奥田 智典(オクダ トモノリ) ⇒プロフィール

だれもが悩むこの質問。多くのご家庭では、頭金の少なさに不安を抱えつつマイホーム計画を考えているのではないでしょうか。今回は、今の時代にあった頭金の考え方を述べたいと思います。

 

 

 

こんにちは。ゴールデンウィークもあっという間に終わり、すっかり暑くなりましたね。今年は日本中で節電への取り組みが進んでおり、例年以上に健康管理の大切さが問われます。体調を万全に、元気にのりきってまいりましょう。

さて、今回は『頭金を貯めるのと、貯める前にローンを借りるのとではどちらがおトク?』がテーマ。住宅資金相談では必ずといてよいほど話題になるテーマです。少しでも住宅ローンの負担を減らしたいので、頭金を十分準備する。その考えは住宅資金計画においては基本ですが、必ずしもそれが100%正しいとは限 りません。

□時代によって変わる頭金の考え方

そもそも頭金とは一般的に、住宅購入をおこなうさいに準備する自己資金のことをいいます。例えば総額3,000万円の住宅取得をしようとして、自己資金を300万円準備したならば頭金は300万円ということになります。

ほんの10年ほど前まで、頭金は購入資金の2割というのがアタリマエでした。というのも住宅ローンが購入資金の8割までしか借入できなかったからです。その頃は、頭金が準備出来るまでは家を買わないのが正しいとされていました。

しかしデフレの15年を経て、環境は大きく変わりました。最近は多くの銀行が諸費用部分もあわせて100%融資を可能としています。したがって頭金が全く ない場合でも、諸費用分を払える程度の自己資金があれば住宅ローンは組めます。頭金の多少は確かに問題ですが、それだけでマイホーム取得のタイミングは図れなくなってきています。

□頭金を貯めるのは至難のワザ?

頭金が2割必要だった時代、預金金利は3%を超える水準でした。資産運用という言葉を考えずとも、銀行に預ければお金を増やせる時代でした。しかし今は違います。低金利時代が10年以上続き、銀行にお金を預けても殆ど増えません。

その一方で住宅ローン金利は過去最低の水準を維持しています。従来は『頭金を貯めてから家を買う』のが望ましいとされていましたが、よほど計画的に資産運用しない限り潤沢な頭金を準備するのは至難の業。年々増え続ける税金や社会保険の負担を鑑みると、頭金が準備出きるまで動かない(家を建てない)というの は、むしろ将来のリスク負担を大きくすることにもなりかねません。

□時代にあったマイホーム資金計画とは

だからこそ、マイホームを考えるさいにはライフプランニングが大切になります。家族構成、年齢差、お子様の人数や今後の収支バランスなどをふまえたうえで、マイホームの取得時期や予算を考えることが大切です。
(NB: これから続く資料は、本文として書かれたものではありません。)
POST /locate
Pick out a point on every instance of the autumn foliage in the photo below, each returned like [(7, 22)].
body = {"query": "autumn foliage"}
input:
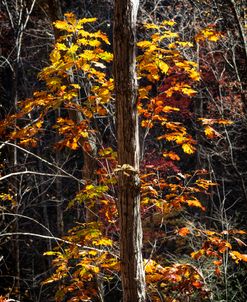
[(78, 79)]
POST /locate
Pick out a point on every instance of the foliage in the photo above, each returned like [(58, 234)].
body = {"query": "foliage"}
[(77, 79)]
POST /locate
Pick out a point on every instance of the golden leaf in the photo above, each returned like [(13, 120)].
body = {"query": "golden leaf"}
[(183, 232), (188, 148), (210, 132)]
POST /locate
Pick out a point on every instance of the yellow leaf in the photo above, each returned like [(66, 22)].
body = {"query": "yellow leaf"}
[(144, 44), (188, 91), (94, 43), (61, 46), (163, 66), (73, 48), (55, 56), (171, 155), (183, 232), (210, 132), (188, 148), (63, 25), (198, 254), (168, 22), (238, 257)]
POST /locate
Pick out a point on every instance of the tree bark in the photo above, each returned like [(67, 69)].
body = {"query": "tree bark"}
[(132, 272)]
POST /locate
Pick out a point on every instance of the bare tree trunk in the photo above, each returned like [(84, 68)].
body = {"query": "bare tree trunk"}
[(132, 272)]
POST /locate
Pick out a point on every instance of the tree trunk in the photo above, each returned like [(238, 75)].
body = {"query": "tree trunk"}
[(132, 272)]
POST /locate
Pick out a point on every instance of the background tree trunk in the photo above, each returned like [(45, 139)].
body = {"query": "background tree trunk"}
[(132, 272)]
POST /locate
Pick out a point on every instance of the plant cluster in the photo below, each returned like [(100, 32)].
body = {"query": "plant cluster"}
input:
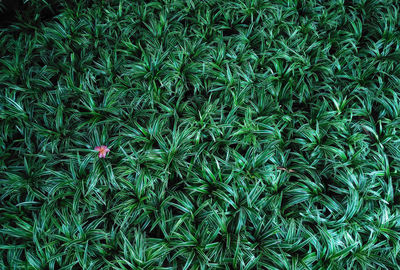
[(243, 134)]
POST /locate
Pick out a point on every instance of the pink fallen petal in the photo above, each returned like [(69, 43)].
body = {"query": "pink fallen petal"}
[(103, 150)]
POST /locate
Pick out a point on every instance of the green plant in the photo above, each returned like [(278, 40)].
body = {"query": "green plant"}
[(243, 134)]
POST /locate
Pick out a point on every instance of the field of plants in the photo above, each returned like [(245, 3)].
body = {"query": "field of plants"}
[(200, 134)]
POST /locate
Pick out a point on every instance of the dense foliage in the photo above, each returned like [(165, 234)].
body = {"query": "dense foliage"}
[(244, 134)]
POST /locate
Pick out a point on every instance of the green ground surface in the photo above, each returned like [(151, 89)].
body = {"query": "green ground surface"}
[(243, 134)]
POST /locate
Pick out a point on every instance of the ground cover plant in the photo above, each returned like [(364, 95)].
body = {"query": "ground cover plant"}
[(242, 134)]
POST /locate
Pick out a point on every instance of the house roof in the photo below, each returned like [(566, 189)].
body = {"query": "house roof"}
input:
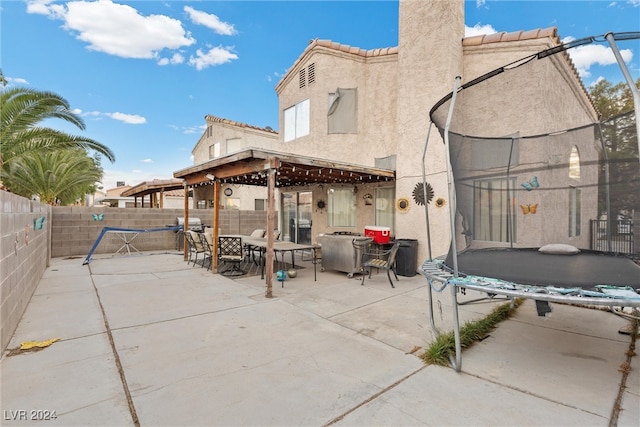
[(485, 39), (539, 33), (155, 186), (251, 166), (216, 119)]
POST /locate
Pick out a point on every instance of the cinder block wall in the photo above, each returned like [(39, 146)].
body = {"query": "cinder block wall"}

実際にライフプランニングをおこなった結果、手持ち資金は準備出来ているものの、敢えて借入を興し、手持ち資金を減らさないようにするケースもありまし た。頭金がなくても、年齢が若く時間を活用できるためフルローンで計画を進めた事例もあります。頭金を貯めてから、それとも貯める前に借入?という判断 は、ライフプランの結果にゆだねられることをぜひ押さえておきましょう。
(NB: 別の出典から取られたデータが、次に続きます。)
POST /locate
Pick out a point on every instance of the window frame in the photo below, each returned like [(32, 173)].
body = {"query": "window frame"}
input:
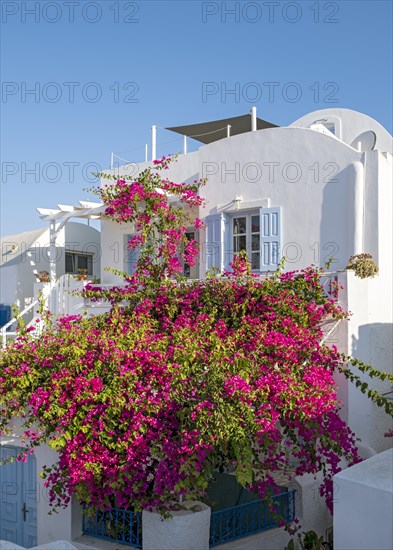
[(231, 251)]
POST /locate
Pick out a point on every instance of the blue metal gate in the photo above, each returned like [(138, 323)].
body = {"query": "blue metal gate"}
[(18, 499)]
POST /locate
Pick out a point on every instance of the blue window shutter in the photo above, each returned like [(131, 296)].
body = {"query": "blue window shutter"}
[(215, 227), (270, 238), (130, 256)]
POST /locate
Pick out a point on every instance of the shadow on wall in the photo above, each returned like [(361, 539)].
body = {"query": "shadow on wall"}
[(337, 217), (374, 347)]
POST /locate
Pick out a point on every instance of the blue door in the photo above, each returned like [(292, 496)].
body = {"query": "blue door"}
[(18, 499)]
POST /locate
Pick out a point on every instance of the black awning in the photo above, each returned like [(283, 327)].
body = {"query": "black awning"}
[(208, 132)]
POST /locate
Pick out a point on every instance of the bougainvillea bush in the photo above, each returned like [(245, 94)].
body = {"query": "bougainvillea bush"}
[(177, 380)]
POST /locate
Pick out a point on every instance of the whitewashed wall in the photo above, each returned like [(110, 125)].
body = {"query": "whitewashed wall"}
[(363, 509), (64, 525), (17, 276)]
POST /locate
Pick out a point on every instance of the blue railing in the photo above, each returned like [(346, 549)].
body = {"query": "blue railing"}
[(250, 518), (125, 526), (121, 526)]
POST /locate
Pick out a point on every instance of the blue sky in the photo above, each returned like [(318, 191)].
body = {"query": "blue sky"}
[(104, 72)]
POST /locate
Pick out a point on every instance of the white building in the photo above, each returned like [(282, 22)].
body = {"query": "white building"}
[(317, 189), (24, 255)]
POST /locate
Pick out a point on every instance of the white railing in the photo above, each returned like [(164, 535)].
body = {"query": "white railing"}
[(5, 333)]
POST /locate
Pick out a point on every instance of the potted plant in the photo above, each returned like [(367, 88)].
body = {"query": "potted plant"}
[(82, 275), (43, 276), (363, 265)]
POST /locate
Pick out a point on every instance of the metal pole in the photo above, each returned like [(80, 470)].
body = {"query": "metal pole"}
[(52, 253), (253, 119), (153, 142)]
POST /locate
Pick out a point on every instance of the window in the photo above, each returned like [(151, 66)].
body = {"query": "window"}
[(131, 256), (190, 236), (331, 127), (246, 235), (78, 260), (257, 232)]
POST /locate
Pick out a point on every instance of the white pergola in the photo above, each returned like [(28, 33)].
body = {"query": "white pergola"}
[(58, 217)]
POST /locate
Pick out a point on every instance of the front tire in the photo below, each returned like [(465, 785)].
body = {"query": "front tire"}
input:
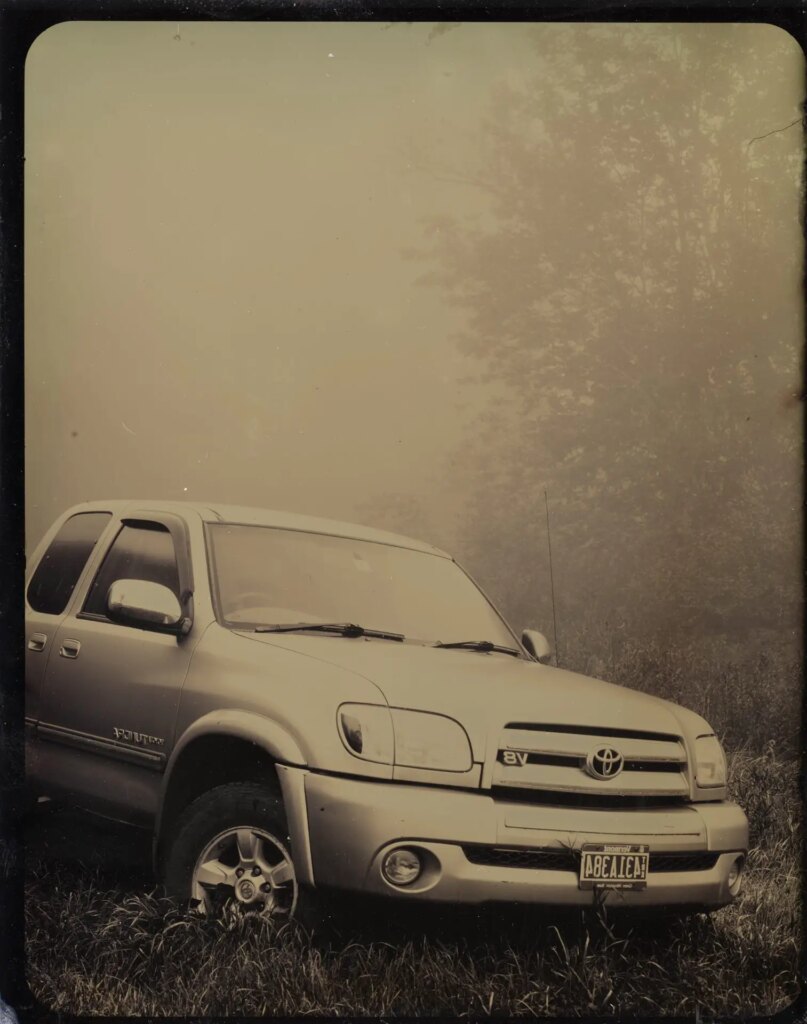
[(231, 845)]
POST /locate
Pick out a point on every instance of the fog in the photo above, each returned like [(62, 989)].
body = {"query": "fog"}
[(439, 279)]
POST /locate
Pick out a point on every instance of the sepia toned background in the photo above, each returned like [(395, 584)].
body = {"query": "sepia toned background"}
[(465, 282), (417, 275)]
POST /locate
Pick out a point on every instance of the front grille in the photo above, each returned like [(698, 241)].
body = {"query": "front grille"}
[(563, 759), (568, 860), (592, 800)]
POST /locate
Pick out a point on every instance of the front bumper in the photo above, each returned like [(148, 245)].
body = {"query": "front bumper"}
[(350, 824)]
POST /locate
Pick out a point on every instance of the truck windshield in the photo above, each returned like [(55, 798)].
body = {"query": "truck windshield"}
[(267, 577)]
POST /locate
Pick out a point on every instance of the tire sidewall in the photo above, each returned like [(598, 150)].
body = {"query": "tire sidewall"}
[(230, 806)]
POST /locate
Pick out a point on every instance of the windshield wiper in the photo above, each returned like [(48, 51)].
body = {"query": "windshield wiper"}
[(340, 629), (484, 645)]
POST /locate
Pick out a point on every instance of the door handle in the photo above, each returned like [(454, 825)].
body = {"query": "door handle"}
[(70, 648)]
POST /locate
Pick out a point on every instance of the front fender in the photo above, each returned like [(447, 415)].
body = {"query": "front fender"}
[(247, 725)]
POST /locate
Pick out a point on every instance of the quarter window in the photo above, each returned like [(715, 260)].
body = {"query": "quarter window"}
[(57, 573), (141, 552)]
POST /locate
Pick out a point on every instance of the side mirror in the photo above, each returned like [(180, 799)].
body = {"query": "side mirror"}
[(147, 605), (537, 644)]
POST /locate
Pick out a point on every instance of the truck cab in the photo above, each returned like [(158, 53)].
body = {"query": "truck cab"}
[(294, 705)]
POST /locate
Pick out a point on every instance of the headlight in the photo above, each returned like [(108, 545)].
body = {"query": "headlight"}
[(367, 731), (408, 738), (424, 740), (710, 762)]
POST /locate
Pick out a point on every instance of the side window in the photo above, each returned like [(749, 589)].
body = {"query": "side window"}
[(141, 552), (57, 573)]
なお、ここで注意が必要なのは、住宅購入をするには土地+建物代金だけでは足りないということ。土地代金、建物代金以外にも、融資手数料やローン保証料、火災保険料、登記費用、仲介手数料等の諸費用がかかります。目安としては取得総額の10%程度は見た方がよいでしょう。

マイホームは人生最大の買い物。だからこそ大切なのは、決めること。

家を建てるのか、それとも賃貸暮らしや実家を活用するのか。中古なのかマンションなのか。正解は1つではありません。しかし確実なのは、いずれマイホーム を取得すると決めたのなら、現在の状況はまたとないチャンス。よく考えて、そして決めたのならば恐れることなくマイホーム計画をはじめてみましょう。くれぐれもライフプランニングをお忘れなく。気になった方は、身近なFPにぜひ相談を。